Le responsable de la diffusion en sol canadien du film Unplanned est le pasteur BK McKelvie qui, en plus de son rôle d’homme d’Église, est aussi président du distributeur canadien de films Cinedicom, basé à Fredericton.
« Ce film est dans mes valeurs et mes croyances. »
Après avoir entendu parler de la diffusion du film aux États-Unis, il a été très intrigué d’en apprendre davantage. Le pasteur explique avoir été très déçu d’apprendre qu’il était possible que le film ne soit pas diffusé au Canada.
Je marchais dans le couloir, après avoir appris que le film serait peut-être banni et, en tant que pasteur, je n’étais pas content. Et c’est Dieu qui m’a dit : "Pourquoi toi tu ne le diffuses pas?’’
, raconte-t-il.
J’ai arrêté. Je me suis dit que oui, moi, je pouvais faire ça.
Après une longue recherche, le pasteur a été en mesure d’entrer en contact avec les producteurs du film américain, qui tentaient déjà de percer le marché du cinéma canadien, mais sans succès.
Ayant grandi auprès d’une famille œuvrant dans le domaine du cinéma, le pasteur McKelvie raconte que cela a été un jeu d’enfant pour lui de trouver une place dans les salles de cinéma pour la parution du film.
Au total, ce sont 24 salles de cinéma canadiennes qui diffuseront le film Unplanned, dont 14 dans des cinémas Cinéplex.
Au Nouveau-Brunswick, c’est à Bathurst, à Edmundston et à Moncton que ce film sera présenté. Les responsables tentent de se faire une place sur les écrans de Fredericton d’ici vendredi.
Une décision critiquée
Cinéplex, le géant canadien de la diffusion de films, a dû s’adresser au public, plus tôt cette semaine, pour expliquer sa décision de diffuser ce film grandement dénoncé.
Le PDG de Cinéplex, Ellis Jacob, a défendu sa décision dans une lettre publiée sur les médias sociaux.
Le pasteur admet pour sa part qu’il ne s’attendait pas à des réactions aussi vives sur la venue de ce film en territoire canadien, et il mentionne avoir été victime de messages haineux de la part du public.
L’opposition au film a été intense, mais le soutien a été tout aussi intense
, dit-il. Je vois les deux côtés, j’écoute les deux côtés.
M. McKelvie explique qu’il a lui-même été très touché par le film, après l’avoir regardé. C’est pourquoi il s’est battu pour qu’il soit diffusé ici.
Ça m’a dérangé. C’est un film dérangeant, mais un bon film. Ça te fait penser. Que tu sois pour l’avortement ou contre l’avortement, tu auras après le film ce débat-là en toi
, souligne l’homme d’Église.
Le pasteur McKelvie dit avoir l’intention de travailler sur ce film jusqu’à ce que Dieu lui demande de faire autre chose.

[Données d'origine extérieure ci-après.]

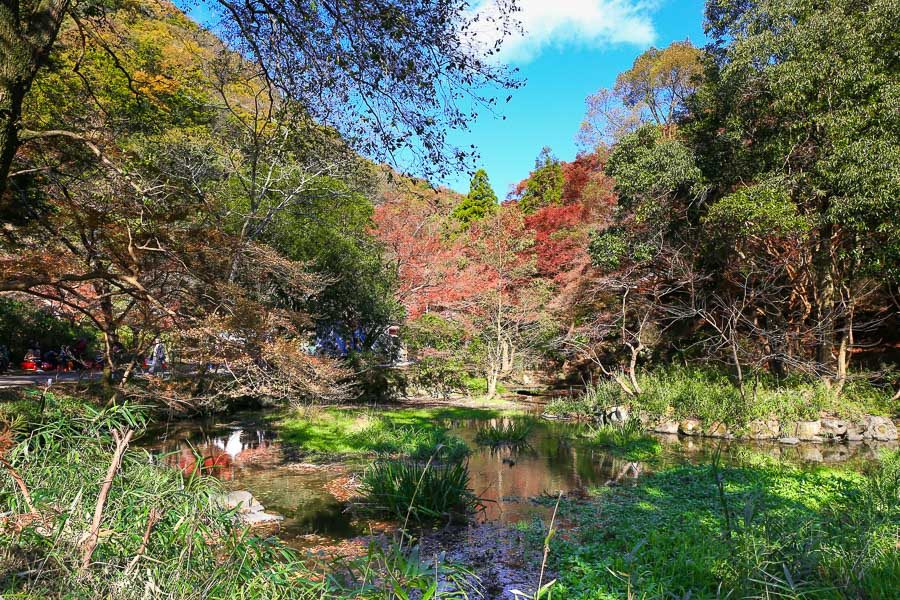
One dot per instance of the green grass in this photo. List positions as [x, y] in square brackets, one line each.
[417, 491]
[195, 549]
[354, 432]
[711, 396]
[628, 441]
[747, 531]
[506, 432]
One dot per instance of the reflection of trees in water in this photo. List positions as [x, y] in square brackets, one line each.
[217, 453]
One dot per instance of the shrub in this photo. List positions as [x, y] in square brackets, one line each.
[413, 442]
[419, 492]
[739, 531]
[628, 440]
[194, 548]
[439, 376]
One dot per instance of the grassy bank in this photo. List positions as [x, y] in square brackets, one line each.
[628, 441]
[158, 532]
[757, 530]
[410, 432]
[711, 396]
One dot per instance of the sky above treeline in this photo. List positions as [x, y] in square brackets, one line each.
[567, 50]
[570, 49]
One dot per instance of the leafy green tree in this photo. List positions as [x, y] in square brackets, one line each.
[545, 184]
[655, 90]
[479, 203]
[801, 97]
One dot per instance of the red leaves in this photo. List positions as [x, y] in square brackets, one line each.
[560, 238]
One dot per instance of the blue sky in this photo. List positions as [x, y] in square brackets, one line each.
[570, 49]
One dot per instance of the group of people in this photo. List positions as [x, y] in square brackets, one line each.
[66, 358]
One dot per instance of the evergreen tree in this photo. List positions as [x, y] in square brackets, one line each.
[545, 185]
[481, 201]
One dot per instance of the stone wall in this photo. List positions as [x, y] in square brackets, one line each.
[826, 429]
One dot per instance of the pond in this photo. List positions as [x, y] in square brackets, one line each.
[244, 450]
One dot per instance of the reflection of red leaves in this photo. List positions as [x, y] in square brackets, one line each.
[343, 488]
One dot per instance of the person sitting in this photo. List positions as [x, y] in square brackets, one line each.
[157, 356]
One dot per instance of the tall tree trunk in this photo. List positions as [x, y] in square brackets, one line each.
[824, 299]
[26, 37]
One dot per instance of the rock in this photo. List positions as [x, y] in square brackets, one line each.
[666, 427]
[834, 428]
[617, 415]
[260, 518]
[690, 427]
[808, 431]
[242, 500]
[836, 453]
[718, 429]
[880, 428]
[810, 453]
[760, 429]
[855, 432]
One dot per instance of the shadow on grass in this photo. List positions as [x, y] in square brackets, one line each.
[767, 532]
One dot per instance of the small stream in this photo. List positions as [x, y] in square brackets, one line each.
[244, 451]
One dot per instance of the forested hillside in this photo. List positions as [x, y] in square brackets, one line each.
[734, 209]
[251, 348]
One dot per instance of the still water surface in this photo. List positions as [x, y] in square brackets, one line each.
[245, 452]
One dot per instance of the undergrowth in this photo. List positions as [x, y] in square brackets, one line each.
[628, 440]
[761, 531]
[161, 533]
[419, 492]
[711, 395]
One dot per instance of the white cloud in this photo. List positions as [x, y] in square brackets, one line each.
[557, 23]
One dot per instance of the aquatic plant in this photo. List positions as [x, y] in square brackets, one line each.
[628, 440]
[737, 531]
[352, 432]
[505, 432]
[419, 443]
[161, 530]
[418, 492]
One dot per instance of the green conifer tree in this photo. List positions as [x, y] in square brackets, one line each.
[545, 185]
[481, 201]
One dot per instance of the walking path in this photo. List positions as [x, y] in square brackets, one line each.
[23, 379]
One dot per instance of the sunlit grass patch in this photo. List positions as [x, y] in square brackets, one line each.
[336, 431]
[766, 532]
[628, 440]
[419, 492]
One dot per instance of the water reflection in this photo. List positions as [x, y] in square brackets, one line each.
[244, 452]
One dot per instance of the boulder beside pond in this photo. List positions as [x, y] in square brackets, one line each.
[764, 429]
[249, 509]
[880, 428]
[690, 427]
[834, 428]
[808, 431]
[666, 427]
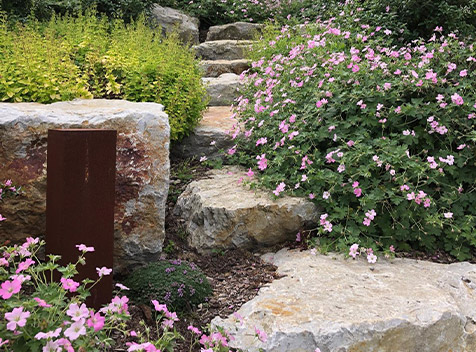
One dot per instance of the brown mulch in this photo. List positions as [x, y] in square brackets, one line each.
[235, 275]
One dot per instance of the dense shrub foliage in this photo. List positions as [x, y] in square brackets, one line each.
[418, 17]
[179, 284]
[381, 137]
[44, 9]
[87, 57]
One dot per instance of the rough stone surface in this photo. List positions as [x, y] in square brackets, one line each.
[223, 49]
[222, 90]
[220, 213]
[215, 68]
[170, 19]
[236, 31]
[142, 169]
[341, 305]
[214, 127]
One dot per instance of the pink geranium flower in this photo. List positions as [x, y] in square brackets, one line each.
[9, 288]
[16, 318]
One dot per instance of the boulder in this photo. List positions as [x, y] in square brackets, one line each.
[234, 31]
[169, 20]
[223, 49]
[215, 68]
[209, 137]
[222, 90]
[220, 213]
[142, 166]
[345, 305]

Un film très mal accueilli
La Coalition pour le droit à l’avortement au Canada n’a pas perdu de temps avant de communiquer son mécontentement quant à la venue de ce film au pays, qu’elle qualifie de dangereux morceau de propos anti-avortement
.
Le Regroupement féministe du Nouveau-Brunswick partage ce point de vue. La directrice générale, Nelly Dunnene, se dit très inquiète.

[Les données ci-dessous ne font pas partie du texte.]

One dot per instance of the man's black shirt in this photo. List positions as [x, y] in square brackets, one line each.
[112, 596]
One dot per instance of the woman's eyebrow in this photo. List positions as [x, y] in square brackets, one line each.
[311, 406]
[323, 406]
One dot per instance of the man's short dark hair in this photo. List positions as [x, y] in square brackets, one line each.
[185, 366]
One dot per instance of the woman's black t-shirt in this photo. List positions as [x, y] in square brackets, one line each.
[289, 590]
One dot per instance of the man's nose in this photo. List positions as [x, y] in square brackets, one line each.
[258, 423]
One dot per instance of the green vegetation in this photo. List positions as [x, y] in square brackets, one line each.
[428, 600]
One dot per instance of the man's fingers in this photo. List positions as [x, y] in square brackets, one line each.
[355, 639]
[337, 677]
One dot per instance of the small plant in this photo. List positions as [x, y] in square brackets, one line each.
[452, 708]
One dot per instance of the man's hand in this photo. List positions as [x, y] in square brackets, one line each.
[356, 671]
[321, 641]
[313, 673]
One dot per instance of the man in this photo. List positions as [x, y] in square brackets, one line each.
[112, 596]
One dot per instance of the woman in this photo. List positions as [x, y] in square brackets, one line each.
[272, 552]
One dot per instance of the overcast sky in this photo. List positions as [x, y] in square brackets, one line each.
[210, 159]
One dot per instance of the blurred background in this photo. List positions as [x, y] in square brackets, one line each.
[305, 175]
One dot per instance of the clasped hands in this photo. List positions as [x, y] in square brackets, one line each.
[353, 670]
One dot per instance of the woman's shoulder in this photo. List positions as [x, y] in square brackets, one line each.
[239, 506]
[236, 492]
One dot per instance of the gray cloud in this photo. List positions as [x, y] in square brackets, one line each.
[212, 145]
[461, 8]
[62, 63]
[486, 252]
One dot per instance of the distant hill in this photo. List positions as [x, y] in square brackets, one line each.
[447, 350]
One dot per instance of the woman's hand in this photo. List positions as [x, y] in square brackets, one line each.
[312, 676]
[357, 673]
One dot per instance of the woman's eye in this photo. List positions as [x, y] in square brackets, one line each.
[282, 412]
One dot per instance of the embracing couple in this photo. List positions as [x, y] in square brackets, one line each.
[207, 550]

Ça nous a vraiment préoccupés, c’est pourquoi au regroupement on dénonce vivement la diffusion à large échelle de ce film
, dit-elle.
Ses membres et elle croient que la diffusion d’un tel film participe à tout un argumentaire d’un sentiment contre l’avortement
.
On l’a vu aux États-Unis, au Canada aussi, la recrudescence de l’argument contre l’avortement qui, rappelons-le, est un soin de santé, un droit fondamental
, souligne la directrice générale.
« C’est extrêmement dangereux. Nous, on le voit vraiment de cet oeil-là. »

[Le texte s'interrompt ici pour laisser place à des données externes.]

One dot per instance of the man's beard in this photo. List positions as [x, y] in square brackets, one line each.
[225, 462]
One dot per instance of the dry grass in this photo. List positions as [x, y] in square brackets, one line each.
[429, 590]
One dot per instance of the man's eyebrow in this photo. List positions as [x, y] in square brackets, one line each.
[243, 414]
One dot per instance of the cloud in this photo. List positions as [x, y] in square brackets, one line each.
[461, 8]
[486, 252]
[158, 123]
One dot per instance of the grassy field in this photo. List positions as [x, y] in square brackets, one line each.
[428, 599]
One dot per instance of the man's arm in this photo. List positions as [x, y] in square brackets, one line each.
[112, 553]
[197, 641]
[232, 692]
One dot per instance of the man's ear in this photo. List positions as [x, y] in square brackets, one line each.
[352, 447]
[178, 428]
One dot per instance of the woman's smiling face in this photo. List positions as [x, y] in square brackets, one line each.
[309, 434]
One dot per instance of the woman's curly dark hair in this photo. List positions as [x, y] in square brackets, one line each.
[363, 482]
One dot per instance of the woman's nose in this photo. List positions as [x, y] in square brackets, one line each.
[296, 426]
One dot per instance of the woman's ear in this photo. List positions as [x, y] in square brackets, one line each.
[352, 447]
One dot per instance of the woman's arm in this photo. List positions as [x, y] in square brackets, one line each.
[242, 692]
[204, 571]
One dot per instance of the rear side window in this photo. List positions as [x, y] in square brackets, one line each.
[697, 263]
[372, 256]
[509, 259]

Pour Nelly Dennene, ce n’est pas la sortie d’un film sur l’avortement qui est dérangeant, c’est plutôt que le film partage de la désinformation
sur un sujet déjà sensible.
Ce qu’on dénonce, nous, c’est la désinformation dans ce film-là. Il y a une désinformation sur tout l’aspect médical de la procédure [de l’avortement] comme telle
, dit Mme Dennene.
On voit dans le film une remise en question complète de l’avortement comme droit fondamental. Il y a une remise en question de la procédure, une remise en question du choix, une remise en question du libre [arbitre] et c’est ça qui est dangereux.
En Colombie-Britannique, les salles de cinéma Salmar sont revenues sur leur décision de présenter le film après que plusieurs de leurs employés ont été visés par des menaces de mort.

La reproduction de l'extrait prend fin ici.